Ann Wangeci of Muringato slum in Nyeri Central district prepares 'chapati' made from the Pollard pig feed for her family on August 16, 2009. The locals have been making 'chapatis' with the pig feed due to the high cost of maize and wheat flour as drought continues. Photo/ JOSEPH KANYI

What you need to know:

  • Animal feed three times cheaper than maize in slums without relief food

Poor residents in Nyeri slums, Kenya, are turning to pig food as hunger bites and food prices get out of reach.

Pollard — the brand name for animal feed normally fed to cattle and pigs — is easily available in shops for Sh1,200 per 90-kilogramme bag, compared to Sh3,000 for maize and Sh4,000 for wheat flour.

Now the animal feed has become a staple food in Nyeri’s poverty ravaged slum villages of Muringato, Chania, Mathari and Githuri, where relief food is rare.

“The last time they brought relief food here was a month ago. I got three tins of maize and two of beans. They ran out within a week,” said 65-year-old Ziporah Wangari.

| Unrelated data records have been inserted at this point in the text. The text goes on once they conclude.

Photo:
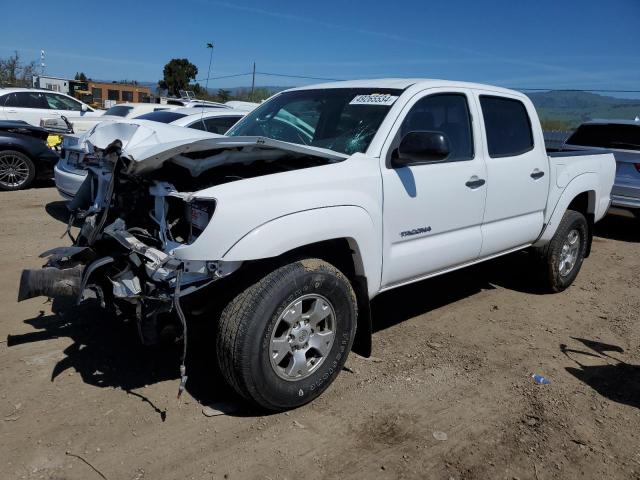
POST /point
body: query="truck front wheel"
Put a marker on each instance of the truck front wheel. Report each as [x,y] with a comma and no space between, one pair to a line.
[282,341]
[564,255]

The slum dwellers say, that unlike the relief food that runs out quickly, the animal feed comes in larger quantities, and at a cheaper price.

“One sack of Pollard feeds six families for more than a week,” says 35-year-old single mother, Jane Wanjiru. She does odd jobs in town to feed her four children.

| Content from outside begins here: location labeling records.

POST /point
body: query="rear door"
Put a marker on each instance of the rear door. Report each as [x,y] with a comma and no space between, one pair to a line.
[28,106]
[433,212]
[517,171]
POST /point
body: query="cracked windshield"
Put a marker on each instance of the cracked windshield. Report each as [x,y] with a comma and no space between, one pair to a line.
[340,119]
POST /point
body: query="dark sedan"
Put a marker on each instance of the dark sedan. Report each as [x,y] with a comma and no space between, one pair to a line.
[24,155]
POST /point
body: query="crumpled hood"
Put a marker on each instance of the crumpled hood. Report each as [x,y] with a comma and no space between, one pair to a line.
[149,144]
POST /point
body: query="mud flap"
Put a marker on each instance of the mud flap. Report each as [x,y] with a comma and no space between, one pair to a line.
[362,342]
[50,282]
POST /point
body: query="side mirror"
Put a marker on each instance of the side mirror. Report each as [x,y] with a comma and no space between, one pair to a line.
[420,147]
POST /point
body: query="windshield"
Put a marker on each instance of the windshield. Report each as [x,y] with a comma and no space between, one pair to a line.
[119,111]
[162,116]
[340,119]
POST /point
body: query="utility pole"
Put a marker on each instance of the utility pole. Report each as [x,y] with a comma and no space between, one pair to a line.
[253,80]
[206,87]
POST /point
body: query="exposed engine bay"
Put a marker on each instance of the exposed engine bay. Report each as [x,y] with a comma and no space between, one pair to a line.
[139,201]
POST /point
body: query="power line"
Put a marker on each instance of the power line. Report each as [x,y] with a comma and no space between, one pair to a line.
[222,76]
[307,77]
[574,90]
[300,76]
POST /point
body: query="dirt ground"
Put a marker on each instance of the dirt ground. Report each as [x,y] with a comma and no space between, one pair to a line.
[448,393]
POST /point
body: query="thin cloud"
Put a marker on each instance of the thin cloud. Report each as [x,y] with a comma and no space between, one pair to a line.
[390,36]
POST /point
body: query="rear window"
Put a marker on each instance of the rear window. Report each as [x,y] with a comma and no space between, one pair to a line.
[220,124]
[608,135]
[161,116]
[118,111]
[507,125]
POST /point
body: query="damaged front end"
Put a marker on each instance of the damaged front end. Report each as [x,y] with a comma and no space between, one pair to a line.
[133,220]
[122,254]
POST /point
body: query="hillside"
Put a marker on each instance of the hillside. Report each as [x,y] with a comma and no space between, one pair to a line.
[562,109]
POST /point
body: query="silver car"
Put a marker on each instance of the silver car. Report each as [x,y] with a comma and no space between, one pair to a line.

“We contribute Sh200 each. Then we send someone to the animal feed shop,” confessed Jane.

At the animal feed shop, no questions are asked. The shop owner, they say, has no idea that the pig food he sells actually goes to feed human beings.

The women then divide the Pollard equally among the contributors. Then the delicate process of baking “chapati” begins.

“It is not easy to make dough from the Pollard, but we try,” said Mama Muthoni.

The mother of two took the Nation through the delicate process. “First, you need a little wheat flour, at least a spoonful per chapati, it helps keep the dough together,” she explains.

The few who can afford an entire packet of wheat flour mix it with several tins of pollard. The family is guaranteed at least a week’s supply. Those that cannot afford the sprinkle of ordinary wheat flour simply roast paste on hot baking pans.

“They are not as easy to bake alone, but we try,” explains Ms Ann Wangeci, a single mother four.

The biggest challenge comes in ensuring that the mixture does not disintegrate in the baking pan. The women spread the dough on an oiled hot baking pan. The result is something between a chapati and crumbling brown biscuit. This they serve with black tea, or just plain.

But this dish, they say, comes at a price — their children have complained of stomachache and diarrhoea. “The children complain, but what are we to do? At least they eat,” says Ms Wangeci.

A number say the animal feed gives them bloated tummies all day long. But this, they say, was what they meant it to do in the first place — fill their stomachs.

Mr Mathew Mbake, a nutritionist based in Isiolo, said: “The digestive system of human beings is not similar to that of animals. Normally pollard is adapted for the digestive systems of cattle and pigs.

“It’s true, the animal feed is not very different from human feed; humans too belong to the animal kingdom, but my only fear is that Pollard may contain chemical harmful to human beings,” he said.

But desperate slum dwellers seem to have thrown caution to the wind. Unless adequate food rations reach them, pig feed will continue to be served for dinner.

“I will give them the Pollard, what else can I give them?” asked 35-year-old father of three, John Mwangi.

They were full of praise for the Kazi Kwa Vijana initiative. For long since its inception, they said, it enabled them get the cash to buy the Pollard. For the last week though, the project has disappeared. “We hope it’s not gone forever. We need jobs more than relief food,” said Mr Mwangi.

But not everyone is strong enough to work, like 65-year-old Zipporah Wangari, who lives with two orphaned grandsons in a wooden shanty. The sickly widow does not have the energy to jostle for relief food, leave alone contribute to the Pollard buying project.

“They share some of the Pollard with me. We eat when we get some, when we don’t, we stay without food,” she told the Nation.